Topcon had a WAN connection in the U.S. that was impacted by wildfires, requiring a quick replacement, which came easily with Cato SASE. “Normally we would have had to run another MPLS line, which would have taken a long time, but with Cato we were able to recover immediately with nothing more than a contract change,” says Nakajima. “It’s so great for our business when we can do these kinds of things so fast.”
Nakajima also saw the true value of Cato’s remote access service when Covid hit. “Basically, nothing happened,” said Nakajima. “Cato’s remote access was already deployed for our workers so there wasn’t much to do. And since nothing happened, management was amazed when they started reading about all the problems other companies were having giving their employees the capability to work from home.”
Overall, the Cato SASE solution has been a big success for Topcon. “We were able to provide a fast connection and secure environment for our employees, even when Covid hit and they had to work from home, “says Nakajima.“ The Wi-Fi networks users had at home were not very secure after all, but it didn’t matter with Cato’s security services. Management has been happy with how quickly we can set up Cato at new locations and how well work-from-home went during Covid.”
As for the future, Nakajima plans to use Cato to create a business continuity/disaster recovery plan that will fail over from AWS to Azure or vice versa. “I’m trying to create a structure where if one cloud service goes down the network won’t be cut off,” says Nakajima.
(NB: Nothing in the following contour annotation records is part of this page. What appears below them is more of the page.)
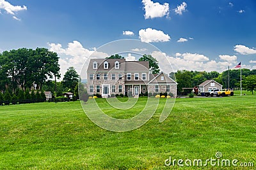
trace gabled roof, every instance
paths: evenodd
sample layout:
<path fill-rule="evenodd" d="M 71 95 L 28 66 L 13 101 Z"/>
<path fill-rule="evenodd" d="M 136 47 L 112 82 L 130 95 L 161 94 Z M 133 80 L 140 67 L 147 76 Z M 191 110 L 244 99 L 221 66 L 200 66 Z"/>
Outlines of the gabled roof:
<path fill-rule="evenodd" d="M 152 79 L 149 81 L 148 84 L 150 84 L 150 83 L 175 83 L 175 84 L 177 84 L 177 83 L 175 81 L 174 81 L 167 74 L 163 73 L 163 71 L 161 71 L 159 74 L 158 74 L 156 76 L 156 74 L 150 74 L 151 75 L 150 75 L 150 77 L 151 78 L 153 78 L 153 79 Z M 163 82 L 161 82 L 161 80 L 160 80 L 160 81 L 159 80 L 158 80 L 158 81 L 157 80 L 157 78 L 160 75 L 164 76 L 164 80 L 162 80 L 162 81 L 163 81 Z"/>
<path fill-rule="evenodd" d="M 216 81 L 214 80 L 205 80 L 205 81 L 204 81 L 203 83 L 202 83 L 201 84 L 200 84 L 198 85 L 198 87 L 205 87 L 205 85 L 208 85 L 210 83 L 217 83 L 217 84 L 218 84 L 219 85 L 220 85 L 221 87 L 223 86 L 222 85 L 220 84 L 219 83 L 218 83 L 217 81 Z"/>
“I would recommend Cato most of all for its flexibility,” says Nakajima. “It’s so easy. Jut try it out and see if it works for you. We started with our overseas WAN, expanded to remote access and now we’re moving on to other locations. We really haven’t had any major issues.”

Background

With expertise in advanced technology and global business development, Topcon Corp provides global solutions to meet societal challenges in healthcare, agriculture, and infrastructure. Solutions include agricultural equipment automation and agricultural crop management using digital sensors. Topcon is based in Tokyo, Japan with offices in the Americas, Middle East, Africa, and Asia Pacific. Before Cato, Topcon relied on MPLS connections where they were available and VPN connections where they were not, with firewall appliances at each location and a VPN service for remote access.